In analyzing budget speeches over the years, we also discover one trend which is remarkably consistent—it is the increasing use of word “digital”. India is a fast digitizing economy across sectors including banking, health, education and public services. As is reflected in the annual budget speeches, it has particularly gathered steam in the last six years on the back of Digital India campaign which was launched to strengthen connectivity and improve online infrastructure across the country. It is important to note that improvements in people’s access to public services in India (e-Sewa for passports, vehicle registration, tax filing, payments for utilities etc.) has largely been on the back of rapid digitization. It is not surprising, therefore, to see greater significance of “digital” in annual economic strategies of consecutive Indian governments over time.

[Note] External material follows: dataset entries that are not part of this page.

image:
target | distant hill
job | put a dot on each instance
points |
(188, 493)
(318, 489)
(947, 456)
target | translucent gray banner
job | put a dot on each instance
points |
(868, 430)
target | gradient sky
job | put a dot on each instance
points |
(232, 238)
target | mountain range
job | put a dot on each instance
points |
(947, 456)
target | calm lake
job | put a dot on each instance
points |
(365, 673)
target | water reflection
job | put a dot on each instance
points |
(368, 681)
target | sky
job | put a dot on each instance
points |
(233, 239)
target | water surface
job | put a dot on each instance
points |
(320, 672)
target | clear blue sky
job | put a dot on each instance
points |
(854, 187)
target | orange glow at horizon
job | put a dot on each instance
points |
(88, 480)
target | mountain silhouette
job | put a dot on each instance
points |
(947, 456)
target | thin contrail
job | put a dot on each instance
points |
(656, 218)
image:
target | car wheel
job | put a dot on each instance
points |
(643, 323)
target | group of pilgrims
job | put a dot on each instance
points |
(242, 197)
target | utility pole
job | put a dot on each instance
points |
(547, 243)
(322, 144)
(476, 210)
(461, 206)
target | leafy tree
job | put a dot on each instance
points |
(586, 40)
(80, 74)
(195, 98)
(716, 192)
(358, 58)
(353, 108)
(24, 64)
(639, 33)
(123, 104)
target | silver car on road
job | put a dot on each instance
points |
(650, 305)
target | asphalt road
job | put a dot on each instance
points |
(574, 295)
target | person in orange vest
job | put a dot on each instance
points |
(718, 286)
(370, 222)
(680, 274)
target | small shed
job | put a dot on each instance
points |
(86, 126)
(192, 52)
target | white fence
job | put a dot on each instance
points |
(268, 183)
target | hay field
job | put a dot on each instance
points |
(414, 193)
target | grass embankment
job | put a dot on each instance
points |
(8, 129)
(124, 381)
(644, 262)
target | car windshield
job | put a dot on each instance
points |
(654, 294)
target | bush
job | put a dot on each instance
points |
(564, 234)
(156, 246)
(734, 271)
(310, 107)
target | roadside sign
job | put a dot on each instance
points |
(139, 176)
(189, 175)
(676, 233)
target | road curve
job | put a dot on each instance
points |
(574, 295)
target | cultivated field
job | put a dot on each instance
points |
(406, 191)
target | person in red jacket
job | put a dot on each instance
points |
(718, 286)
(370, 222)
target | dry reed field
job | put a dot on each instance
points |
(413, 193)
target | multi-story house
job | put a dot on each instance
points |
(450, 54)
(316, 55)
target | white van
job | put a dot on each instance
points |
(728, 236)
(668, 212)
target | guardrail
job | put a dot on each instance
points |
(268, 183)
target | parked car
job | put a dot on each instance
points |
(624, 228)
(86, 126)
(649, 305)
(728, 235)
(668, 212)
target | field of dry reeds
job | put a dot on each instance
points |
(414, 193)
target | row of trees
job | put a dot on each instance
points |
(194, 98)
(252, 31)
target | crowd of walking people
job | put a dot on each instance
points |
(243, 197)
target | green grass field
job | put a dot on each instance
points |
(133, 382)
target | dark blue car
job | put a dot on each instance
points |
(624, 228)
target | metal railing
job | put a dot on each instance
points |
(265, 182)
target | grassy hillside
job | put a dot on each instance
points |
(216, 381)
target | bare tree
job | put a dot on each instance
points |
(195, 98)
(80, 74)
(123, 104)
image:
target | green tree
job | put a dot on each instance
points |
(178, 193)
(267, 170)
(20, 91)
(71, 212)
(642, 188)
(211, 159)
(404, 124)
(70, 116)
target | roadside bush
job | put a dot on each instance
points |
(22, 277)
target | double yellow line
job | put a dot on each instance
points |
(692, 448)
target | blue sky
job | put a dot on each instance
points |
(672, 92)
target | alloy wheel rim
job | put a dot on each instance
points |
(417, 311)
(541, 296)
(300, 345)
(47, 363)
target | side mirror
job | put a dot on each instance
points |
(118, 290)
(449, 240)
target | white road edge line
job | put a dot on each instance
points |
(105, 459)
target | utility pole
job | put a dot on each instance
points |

Increase in frequency of "digital" in India's budget speeches, 1970-2021

Interestingly, the real obstacle to its ground implementation will not come from left-leaning socialist political opposition but from the courts. This is best illustrated with the most recent example of the order of the special Central Bureau of Investigation (CBI) court in Jodhpur district of Rajasthan. In October 2020, the court  registered a criminal case against the former Union Minister, the Secretary of Ministry for Disinvestment of the first National Democratic Alliance government, and the private parties that were involved for prima facie evidence of criminal conspiracy and cheating for the 2002 sale of a luxury hotel. What made the order intriguing was that CBI had already submitted a closure report to the court stating insufficient evidence to launch any prosecution. Despite this, the special CBI court issued the order. This reflects the real cost of making decisions on sale of public assets in India. Government officials fear that decisions made decades ago, while following all due processes, could come back to haunt them, tarnish their reputation, and wipe out years of goodwill and hard work.

It is beyond doubt that the private sector will primarily enter to make profits; it’s naïve and almost foolish to assume otherwise. With the sale of government assets, particularly when markets for those assets are thin or not well defined, there will be room for supernormal profits (and in some cases losses as well). However, if the norm is to view all profits with suspicion, then, unfortunately, the private sector would be hesitant to enter, and the bureaucracy would be circumspect in bringing the desired change. Even if the government can surmount the socialist political challenge, it will have to take the bull by the horns and confront bureaucratic indifference and resistance to change, which is imposed not only by its conservative attitude but also by the costs of making decisions that could come back to haunt it in the future by courts.

In summary, the government of India’s latest budget is indeed a unique budget—and given the circumstances, it rightfully emphasizes infrastructure spending via privatization and disinvestment as a key strategy for economic recovery and future growth. However, if “privatization and disinvestment” is to become a watershed moment of Indian economic reforms then it needs protection from the courts in the future.